NAPOLIProgetti di tutela e restauro per uno degli edifici archeologici a mare più antichi di Napoli, resti di una villa di età augustea

In merito all’obiettivo di  tutela e sicurezza della (anche)  denominata “Casa dei fantasmi”, si può dire che oltre tre anni sembravano esserci la possibilità di voltare finalmente pagina, posto che nel luglio 2022 venne presentato dalla proprietà alla Soprintendenza di Napoli un progetto organico di restauro, consolidamento e valorizzazione,  una proposta di intervento tesa ad insediare “nella villa degli Spiriti un museo che si candida ad esporre parte del patrimonio archeologico stipato nei depositi e pescato proprio in quel tratto di mare, ‘porta’ di accesso, comoda perché raggiungibile in auto, sia per la vicina Gaiola che per il Parco del Pausilypon, oltre che punto di partenza per visite subacquee da dove, con maschera e pinne, accompagnati da guide esperte, ci si potrà spingere a perlustrare la parte sommersa della villa ed il vicino parco naturale marino”.

Per procedere in tal senso, venne spiegato giustamente, occorreva però, come tuttora occorre, prima salvare dal palese rischio di crollo la villa, ed ecco “previste tecniche di consolidamento e restauro basate sull’integrazione muraria con il tufo giallo napoletano oltre all’utilizzo di tessuti in fibre di nuova generazione, inseriti nelle nuove pavimentazioni di cocciopesto”. Funzionalmente, verrebbe inoltre ripristinato l’accesso posteriore in asse alla villa “dove vi sarà la biglietteria del museo, una piccola bouvette, un agrumeto, gli impianti di illuminazione, la videosorveglianza ed uno spazio servizi con un evoluto sistema di fitodepurazione”.

Ma la storia di quei giorni ebbe un epilogo diverso e dai risvolti surreali. La Soprintendenza territoriale di Napoli si sarebbe espressa, sulla villa romana in pericolo di crollo, dopo 460 giorni dalla presentazione del progetto (il termine massimo sarebbe stato di 120 gg), con un parere favorevole e prescrizioni, rimandando pare a successive autorizzazioni ogni intervento e rendendo possibile, nei fatti, solo una costosa puntellatura, di quelle destinate a rimanere per sempre come parte integrante del paesaggio e del monumento stesso. Il resto, tutto il resto, è storia che purtroppo continua a far parlare di sé, come avvolta nei misteri non più del Palazzo degli Spiriti, ma forse in quello di… vetro cupo degli Enti preposti ai possibili sbocchi risolutivi della tematica.

Intanto la Villa degli Spiriti, o villa imperiale di Pausilypon, si presenta come una struttura sgretolata dal tempo e dal mare. Venne fatta costruire dall’imperatore Augusto nel I secolo a.C., per il suo ricco liberto Publio Vedio Pollione. Per alcuni, invece, si tratterebbe dei resti di un murenaio, cioè una struttura adibita all’allevamento di murene, le cui vasche sono sommerse perché il livello del mare nei secoli si è alzato. Il complesso residenziale del Pausilypon, che si estendeva sulle pendici della collina omonima, comprende anche la Grotta di Seiano, la maestosa Villa con Teatro e Odeion, e il Parco sommerso della Gaiola.

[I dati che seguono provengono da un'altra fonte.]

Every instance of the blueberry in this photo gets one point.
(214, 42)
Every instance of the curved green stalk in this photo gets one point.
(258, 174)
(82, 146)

ll palazzo in rovina pare sia ancora abitato da spiriti e fantasmi antichi. Ne sono testimoni i vecchi pescatori e marinai di Marechiaro, che hanno alimentato l’aura spettrale dell’antico rudere, attribuendo queste misteriose apparizioni anche al poeta Virgilio.

Qualcuno ancora oggi racconta di aver udito, durante le notti di luna piena, la presenza del Principe di San Severo, che si apprestava a incontrare Virgilio Mago. Il vero e proprio inizio di tutte le storie maledette avvenne quando, nel 1820, Guglielmo Bechi iniziò gli scavi per portare alla luce il complesso romano. Nonostante tutto, questo sito continua a catturare l’immaginazione generale, diventando tappa obbligata per chi vuole scoprire un lato meno conosciuto di Napoli​, quello più intriso di storia e fascino, di realtà e fantasia.